In an experiment, People eating a high-protein omnivorous diet showed a 5.7-pound increase in muscle mass. The vegan group, in contrast, gained 6.83 pounds in mass. Both groups showed an 8.3-percent size increase in their thigh muscles during the experiment.
Vegan protein as supplemental support to building muscle isn’t the only benefit of a vegan diet. Switching to a vegan diet may help people with chronic migraines ease their debilitating headaches, a new study finds. In the case report, study authors note that the patient was able to stop taking migraine medication after switching to the plant-based diet. In the eight years after making the diet change, he has not had a migraine since. Studies have shown that dark green leafy vegetables like spinach, kale, and watercress provide powerful antioxidants that can ease extreme head pain. Someone on a vegan diet typically ingests at least five ounces of raw or cooked dark green leafy vegetables each day.
So whether you want to hit the gym or experiment with new vegan ingredients, StudyFinds turned to ten expert opinions to find the top five best dairy-free cheese brands. Most of these winners have multiple variations of dairy-free cheese, so if there is a staple vegan cheese on your grocery list that we haven’t mentioned, we’d like to hear about it in the comments below!
The List: Best Dairy-Free Cheese, According to Expert Reviews
1. Miyoko’s Creamery
Miyoko showed up on most lists for several of their dairy-free cheese variations. Their organic cashew milk mozzarella even sounds delicious. The Food Network backs up its taste, “This cheese is soft and almost tofu-like but can be shredded on the large holes of a box grater with minimal crumbling. It’s available only in blocks. A pleasant, overall mild, milky flavor and a ‘lovely touch of salt’ earned it the winning spot — raw and cooked — on our list. On the downside, it barely melted, contrary to the package claim that it ‘melts, slices and shreds,’ nor did it brown.”
The World of Vegan offers some great recipes, in addition to the best dairy-free cheeses. If you crave pizza, you’re going to need meltable cheese. “This is the gold standard of vegan meltable cheese, in our book. It’s the perfect cheese to shred or slice atop pizza, in our vegan meatball subs, and anywhere else you want melty mozzarella goodness. The only downside is the price—it is a bit pricier than the other options because it’s an artisan and more gourmet product. But it’s so worth the price if you can afford it.”

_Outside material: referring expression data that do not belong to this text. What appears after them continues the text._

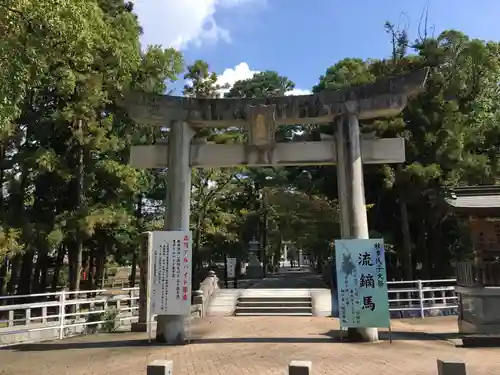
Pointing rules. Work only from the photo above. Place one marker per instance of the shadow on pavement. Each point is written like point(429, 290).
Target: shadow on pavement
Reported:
point(337, 335)
point(333, 336)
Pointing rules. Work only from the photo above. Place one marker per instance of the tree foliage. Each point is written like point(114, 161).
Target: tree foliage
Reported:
point(71, 205)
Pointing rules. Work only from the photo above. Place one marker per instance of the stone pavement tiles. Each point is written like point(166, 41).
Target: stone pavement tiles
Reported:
point(247, 346)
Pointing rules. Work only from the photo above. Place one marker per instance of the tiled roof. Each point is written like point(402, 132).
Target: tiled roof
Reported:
point(487, 196)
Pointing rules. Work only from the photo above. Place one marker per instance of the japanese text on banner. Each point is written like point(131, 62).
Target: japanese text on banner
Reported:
point(361, 283)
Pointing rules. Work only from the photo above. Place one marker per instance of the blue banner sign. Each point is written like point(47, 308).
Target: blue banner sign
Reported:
point(362, 283)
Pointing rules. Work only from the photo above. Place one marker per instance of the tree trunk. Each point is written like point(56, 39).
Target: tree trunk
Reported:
point(15, 269)
point(3, 274)
point(26, 272)
point(407, 248)
point(44, 274)
point(99, 267)
point(76, 252)
point(423, 250)
point(136, 251)
point(57, 267)
point(37, 273)
point(90, 270)
point(133, 271)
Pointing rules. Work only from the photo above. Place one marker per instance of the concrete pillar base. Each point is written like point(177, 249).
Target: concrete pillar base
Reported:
point(171, 329)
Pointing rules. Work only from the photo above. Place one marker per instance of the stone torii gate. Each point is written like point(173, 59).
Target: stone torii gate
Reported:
point(260, 117)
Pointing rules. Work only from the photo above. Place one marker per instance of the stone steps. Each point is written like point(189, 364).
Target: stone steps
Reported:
point(274, 306)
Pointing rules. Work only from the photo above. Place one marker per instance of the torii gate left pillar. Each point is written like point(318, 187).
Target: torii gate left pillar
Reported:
point(171, 328)
point(260, 117)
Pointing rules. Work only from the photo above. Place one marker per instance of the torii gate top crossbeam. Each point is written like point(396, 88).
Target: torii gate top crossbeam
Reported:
point(384, 98)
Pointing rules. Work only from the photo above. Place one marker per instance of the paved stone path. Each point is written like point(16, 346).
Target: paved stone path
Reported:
point(291, 278)
point(255, 346)
point(248, 346)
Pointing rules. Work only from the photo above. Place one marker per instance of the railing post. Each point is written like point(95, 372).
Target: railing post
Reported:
point(44, 314)
point(27, 316)
point(300, 368)
point(62, 313)
point(11, 318)
point(160, 367)
point(451, 368)
point(421, 298)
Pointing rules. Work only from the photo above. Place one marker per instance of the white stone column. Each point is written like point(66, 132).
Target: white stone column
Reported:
point(357, 206)
point(170, 328)
point(342, 177)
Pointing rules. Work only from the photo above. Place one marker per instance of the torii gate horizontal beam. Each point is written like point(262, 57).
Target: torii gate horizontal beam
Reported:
point(373, 151)
point(384, 98)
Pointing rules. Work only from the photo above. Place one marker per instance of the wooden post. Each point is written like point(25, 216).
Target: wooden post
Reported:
point(160, 367)
point(451, 368)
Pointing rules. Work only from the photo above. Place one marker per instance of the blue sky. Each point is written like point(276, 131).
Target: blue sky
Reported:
point(299, 38)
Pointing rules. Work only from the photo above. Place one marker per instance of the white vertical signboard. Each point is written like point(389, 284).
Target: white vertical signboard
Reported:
point(171, 272)
point(231, 268)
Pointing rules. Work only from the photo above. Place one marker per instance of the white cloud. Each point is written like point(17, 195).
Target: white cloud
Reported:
point(242, 71)
point(298, 92)
point(176, 23)
point(231, 75)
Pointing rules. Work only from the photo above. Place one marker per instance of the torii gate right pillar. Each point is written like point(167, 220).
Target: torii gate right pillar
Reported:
point(353, 218)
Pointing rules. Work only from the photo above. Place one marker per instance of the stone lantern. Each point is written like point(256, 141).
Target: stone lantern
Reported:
point(254, 268)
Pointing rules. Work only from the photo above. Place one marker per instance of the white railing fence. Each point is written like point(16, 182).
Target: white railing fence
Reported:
point(421, 298)
point(65, 311)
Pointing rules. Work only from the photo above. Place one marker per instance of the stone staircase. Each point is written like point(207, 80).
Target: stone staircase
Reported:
point(279, 302)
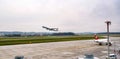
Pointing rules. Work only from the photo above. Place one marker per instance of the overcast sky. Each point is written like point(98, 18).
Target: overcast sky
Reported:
point(67, 15)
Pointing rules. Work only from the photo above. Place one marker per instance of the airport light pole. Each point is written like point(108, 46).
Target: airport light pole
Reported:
point(108, 23)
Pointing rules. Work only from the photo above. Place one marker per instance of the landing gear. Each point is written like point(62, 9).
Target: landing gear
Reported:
point(110, 44)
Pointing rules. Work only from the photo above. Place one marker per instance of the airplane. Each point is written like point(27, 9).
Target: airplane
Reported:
point(50, 29)
point(101, 41)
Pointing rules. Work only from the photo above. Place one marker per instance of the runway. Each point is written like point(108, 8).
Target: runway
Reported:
point(57, 50)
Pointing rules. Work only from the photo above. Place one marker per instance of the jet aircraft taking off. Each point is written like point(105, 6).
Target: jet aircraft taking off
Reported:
point(101, 41)
point(50, 29)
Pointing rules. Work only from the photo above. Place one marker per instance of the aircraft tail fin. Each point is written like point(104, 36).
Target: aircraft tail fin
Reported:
point(96, 37)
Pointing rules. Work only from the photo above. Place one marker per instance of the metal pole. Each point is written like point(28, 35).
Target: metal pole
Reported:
point(108, 23)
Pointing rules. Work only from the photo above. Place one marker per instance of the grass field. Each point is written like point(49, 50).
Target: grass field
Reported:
point(40, 39)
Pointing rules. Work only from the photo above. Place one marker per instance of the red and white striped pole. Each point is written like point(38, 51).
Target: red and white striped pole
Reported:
point(108, 23)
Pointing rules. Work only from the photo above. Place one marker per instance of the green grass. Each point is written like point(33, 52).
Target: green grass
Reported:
point(40, 39)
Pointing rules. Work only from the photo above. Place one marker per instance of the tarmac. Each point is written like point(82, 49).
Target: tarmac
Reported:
point(58, 50)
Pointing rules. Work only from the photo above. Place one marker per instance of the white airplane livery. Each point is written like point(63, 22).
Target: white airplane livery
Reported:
point(101, 41)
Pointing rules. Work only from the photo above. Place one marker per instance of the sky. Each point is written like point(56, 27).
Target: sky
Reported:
point(67, 15)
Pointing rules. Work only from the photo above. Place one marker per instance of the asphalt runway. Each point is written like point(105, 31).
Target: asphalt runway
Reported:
point(58, 50)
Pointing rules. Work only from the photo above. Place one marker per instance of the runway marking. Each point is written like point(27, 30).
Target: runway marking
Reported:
point(104, 51)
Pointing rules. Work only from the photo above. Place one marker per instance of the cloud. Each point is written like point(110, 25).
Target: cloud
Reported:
point(68, 15)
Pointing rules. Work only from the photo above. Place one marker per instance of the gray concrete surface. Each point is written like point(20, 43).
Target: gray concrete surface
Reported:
point(57, 50)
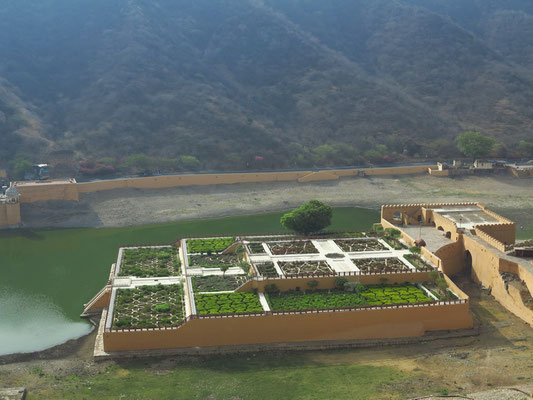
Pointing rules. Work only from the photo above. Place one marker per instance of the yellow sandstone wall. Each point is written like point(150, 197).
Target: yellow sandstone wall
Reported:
point(486, 267)
point(9, 215)
point(349, 325)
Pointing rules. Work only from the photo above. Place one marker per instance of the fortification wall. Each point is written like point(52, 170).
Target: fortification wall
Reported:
point(405, 321)
point(9, 215)
point(31, 192)
point(486, 264)
point(500, 234)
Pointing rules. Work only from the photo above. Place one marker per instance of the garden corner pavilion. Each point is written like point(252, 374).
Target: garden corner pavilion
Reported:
point(467, 236)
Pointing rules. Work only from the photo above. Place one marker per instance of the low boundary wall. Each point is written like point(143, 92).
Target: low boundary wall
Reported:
point(70, 189)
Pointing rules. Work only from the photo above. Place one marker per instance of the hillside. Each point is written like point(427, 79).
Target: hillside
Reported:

Miyoko graces Switch 4 Good’s list of best dairy-free cheese twice. One with their Smoked English Farmhouse and the other, Miyoko Mozzarella. Of the Farmhouse Cheese Switch 4 Good describes your first taste, “you’re first hit with a sharpness that’s countered with a creamy smokiness that lingers on your tongue.” They go on about the mozzarella, “both the original and smoked flavors mimic the texture of dairy-based mozz so well; she’s even got the melting down. Of all the dairy-free cheeses, this might be the most addictive.”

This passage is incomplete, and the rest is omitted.